Lawyer Using Free Cloud Services

Why Are Free Cloud Services A Risk To Law Firms?

Lawyer Using Free Cloud Services

Free Cloud Services Are A Risk To Law Firms: Questions & Answers

Is your law firm using a free cloud-based service? Have you checked your EULAs for any free cloud services you might be using? This is essential to ensure you’re not storing confidential information in a solution that’s not secure.

What Is A EULA?

An EULA is an End-User License Agreement or software license agreement between you (the purchaser) and the licensor (the software company) that defines the ways the software can be used and your rights to use it.

Have You Reviewed EULAs For The Free Cloud-Based Storage Solutions You Use?

Because some of the free storage solutions like DropBox, Google, and others won’t meet your client confidentiality requirements, you shouldn’t use them. Unfortunately, some attorneys still do, and as a result, they’re putting their client data and their law firms at risk.

Why Is The EULA So Important?

As mentioned, you must ensure your end-user license agreement (EULA) for any software you use, (especially free software) is thoroughly checked to make sure confidential information isn’t being stored in the open.

We recommend that our clients, especially those in the legal field, use cloud-based storage solutions that are paid for (like Microsoft Office 365 or paid versions of G-Suite Services). These state under their terms of service that any mining of data is protected.

Beware Of Free Dropbox For Lawyers

Dropbox for Lawyers has free and paid accounts. Some have signed up for the free service because they get 2.5 gigabytes of space at no cost and an option to get more space if they refer a new account holder.

Plus, they can upload and even share files through the free account.
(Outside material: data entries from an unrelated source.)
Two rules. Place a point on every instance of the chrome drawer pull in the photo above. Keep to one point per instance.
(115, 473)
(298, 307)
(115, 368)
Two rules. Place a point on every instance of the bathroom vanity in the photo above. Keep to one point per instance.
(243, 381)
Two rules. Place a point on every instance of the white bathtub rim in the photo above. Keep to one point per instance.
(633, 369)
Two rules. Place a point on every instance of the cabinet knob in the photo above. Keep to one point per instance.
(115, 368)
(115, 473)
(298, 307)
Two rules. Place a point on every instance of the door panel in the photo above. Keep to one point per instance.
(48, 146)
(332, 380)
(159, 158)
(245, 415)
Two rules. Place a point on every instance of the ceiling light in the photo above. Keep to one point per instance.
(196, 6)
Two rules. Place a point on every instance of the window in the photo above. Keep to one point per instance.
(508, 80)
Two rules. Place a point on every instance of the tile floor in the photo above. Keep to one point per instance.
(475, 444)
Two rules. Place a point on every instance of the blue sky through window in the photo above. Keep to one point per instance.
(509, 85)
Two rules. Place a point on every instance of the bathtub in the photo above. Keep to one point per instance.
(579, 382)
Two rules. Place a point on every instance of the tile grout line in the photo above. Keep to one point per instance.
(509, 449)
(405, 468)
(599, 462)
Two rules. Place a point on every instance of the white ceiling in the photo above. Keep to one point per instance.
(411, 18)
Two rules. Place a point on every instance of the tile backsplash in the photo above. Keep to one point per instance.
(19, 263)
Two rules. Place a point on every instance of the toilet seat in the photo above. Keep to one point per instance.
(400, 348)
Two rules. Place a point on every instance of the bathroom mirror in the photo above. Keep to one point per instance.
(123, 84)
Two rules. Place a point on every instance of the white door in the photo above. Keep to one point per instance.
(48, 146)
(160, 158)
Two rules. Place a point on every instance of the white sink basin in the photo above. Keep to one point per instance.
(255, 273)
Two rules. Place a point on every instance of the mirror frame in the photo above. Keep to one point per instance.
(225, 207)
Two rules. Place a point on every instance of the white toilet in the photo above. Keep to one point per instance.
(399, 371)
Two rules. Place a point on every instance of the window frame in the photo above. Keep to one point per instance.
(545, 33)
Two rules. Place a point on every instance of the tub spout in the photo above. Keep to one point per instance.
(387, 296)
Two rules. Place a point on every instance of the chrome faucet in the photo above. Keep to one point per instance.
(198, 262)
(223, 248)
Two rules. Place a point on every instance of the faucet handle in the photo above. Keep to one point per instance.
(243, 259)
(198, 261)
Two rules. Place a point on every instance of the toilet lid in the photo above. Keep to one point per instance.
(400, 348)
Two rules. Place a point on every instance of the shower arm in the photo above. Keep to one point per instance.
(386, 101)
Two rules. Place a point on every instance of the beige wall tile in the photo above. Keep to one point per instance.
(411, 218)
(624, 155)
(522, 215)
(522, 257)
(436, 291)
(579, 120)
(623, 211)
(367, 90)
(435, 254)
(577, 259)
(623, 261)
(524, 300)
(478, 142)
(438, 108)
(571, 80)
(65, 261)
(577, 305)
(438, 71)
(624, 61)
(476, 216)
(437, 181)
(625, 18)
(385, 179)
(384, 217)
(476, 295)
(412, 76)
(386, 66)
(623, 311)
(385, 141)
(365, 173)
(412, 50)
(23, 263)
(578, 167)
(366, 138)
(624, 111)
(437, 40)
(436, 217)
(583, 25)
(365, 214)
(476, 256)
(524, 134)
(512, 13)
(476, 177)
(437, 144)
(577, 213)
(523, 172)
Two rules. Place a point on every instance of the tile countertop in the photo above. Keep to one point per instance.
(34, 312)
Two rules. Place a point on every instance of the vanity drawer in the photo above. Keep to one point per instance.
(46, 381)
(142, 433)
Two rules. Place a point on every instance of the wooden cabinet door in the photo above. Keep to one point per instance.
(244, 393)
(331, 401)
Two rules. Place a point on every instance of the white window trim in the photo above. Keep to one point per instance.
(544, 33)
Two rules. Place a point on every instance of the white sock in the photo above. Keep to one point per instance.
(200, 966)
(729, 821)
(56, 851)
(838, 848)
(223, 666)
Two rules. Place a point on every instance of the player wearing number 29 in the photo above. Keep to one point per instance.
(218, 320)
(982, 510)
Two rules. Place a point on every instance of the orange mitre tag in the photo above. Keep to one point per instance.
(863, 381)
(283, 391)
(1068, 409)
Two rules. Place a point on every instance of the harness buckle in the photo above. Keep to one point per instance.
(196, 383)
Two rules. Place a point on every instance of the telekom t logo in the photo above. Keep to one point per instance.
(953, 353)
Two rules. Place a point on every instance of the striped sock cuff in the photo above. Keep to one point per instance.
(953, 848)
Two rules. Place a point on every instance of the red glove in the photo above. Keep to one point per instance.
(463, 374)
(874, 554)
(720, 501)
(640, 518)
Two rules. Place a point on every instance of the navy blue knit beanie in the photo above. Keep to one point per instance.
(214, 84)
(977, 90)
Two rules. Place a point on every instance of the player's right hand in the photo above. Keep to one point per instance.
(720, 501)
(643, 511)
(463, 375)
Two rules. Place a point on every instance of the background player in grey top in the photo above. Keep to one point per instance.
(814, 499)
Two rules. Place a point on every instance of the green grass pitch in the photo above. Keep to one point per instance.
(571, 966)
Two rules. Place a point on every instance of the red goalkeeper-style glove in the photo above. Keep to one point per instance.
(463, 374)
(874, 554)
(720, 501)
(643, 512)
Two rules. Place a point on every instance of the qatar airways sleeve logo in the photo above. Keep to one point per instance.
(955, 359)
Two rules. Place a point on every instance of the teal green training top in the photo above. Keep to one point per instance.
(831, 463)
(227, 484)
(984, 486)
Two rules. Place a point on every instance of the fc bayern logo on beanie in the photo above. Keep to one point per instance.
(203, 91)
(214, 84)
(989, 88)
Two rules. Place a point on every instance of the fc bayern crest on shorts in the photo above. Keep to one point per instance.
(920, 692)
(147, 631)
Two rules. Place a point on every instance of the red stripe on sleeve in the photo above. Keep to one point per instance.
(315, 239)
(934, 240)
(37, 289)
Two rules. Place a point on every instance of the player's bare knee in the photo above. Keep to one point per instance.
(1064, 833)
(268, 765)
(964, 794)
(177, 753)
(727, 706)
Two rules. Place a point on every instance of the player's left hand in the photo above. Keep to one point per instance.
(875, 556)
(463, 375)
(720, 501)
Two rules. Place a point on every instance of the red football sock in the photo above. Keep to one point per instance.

This sounds like a good deal, but it’s not if your confidential data is at risk.

Do Your Homework

When looking for a cloud-based solution for your document storage and collaboration needs, make sure that you do your research and consider how the available options will affect your clients’ confidentiality.

While you might think the free version of Dropbox for Lawyers gives you a quick, no-cost solution to upload and store files, it could end up costing you in fines and legal fees when your clients and regulatory authorities find that data was breached.

Plus Dropbox for Lawyers can cause serious issues when it comes to the precise level of document management needed in the legal industry. Between ethics and organization, none of the no-cost solutions should be your law firm’s go-to answer for cloud-based collaboration and storage.

What Should You Look For In A Cloud-Based Solution?

Other than a EULA that guarantees the security of your confidential data, look for a cloud-based solution with law firms in mind. One that:

  • Uses at least 256-bit AES encryption to secure your files.
  • Provides In-transit encryption, so your files remain encrypted while being uploaded to the Internet or downloaded to your computers.
  • Uses Zero-knowledge encryption where only you have access to your encryption keys. Your cloud provider shouldn’t have access to them, and the keys shouldn’t be stored on their servers.
  • Is HIPAA compliant if you work for doctors or healthcare organizations.
  • Integrates with Microsoft Office so you can save your documents directly to the Cloud.
  • Provides indexing and search capabilities where you can find names and content in every document, as well as emails.
  • Has the ability to compare older documents to their newer counterparts.
  • Lets your employees check-in and check-out of documents to ensure only those authorized can access documents, that you know when they do, and that they are working on the most updated versions.
  • Has a system for document tagging and profiling.
  • Provides notifications when documents are updated or edited.
  • Offers document organization and storage that can be arranged by matter.
  • Has easy-to-use email management and search options.
  • Comes with an interface that’s intuitive and easy for your staff to use.
  • Is compatible with the other systems you use.
  • Provides customer service that’s readily available.

Can You Use Any Of The Free Software Services?

You can use Google’s free services to write blog posts, create and update website information, and for operations where confidential data isn’t included. There are some great tools in the Google Suite, but using them for anything related to sensitive client data isn’t recommended.


We urge our legal clients (actually all of our clients) who work with or store confidential data to always check the EULAs in the software they use to ensure sensitive data won’t be exposed.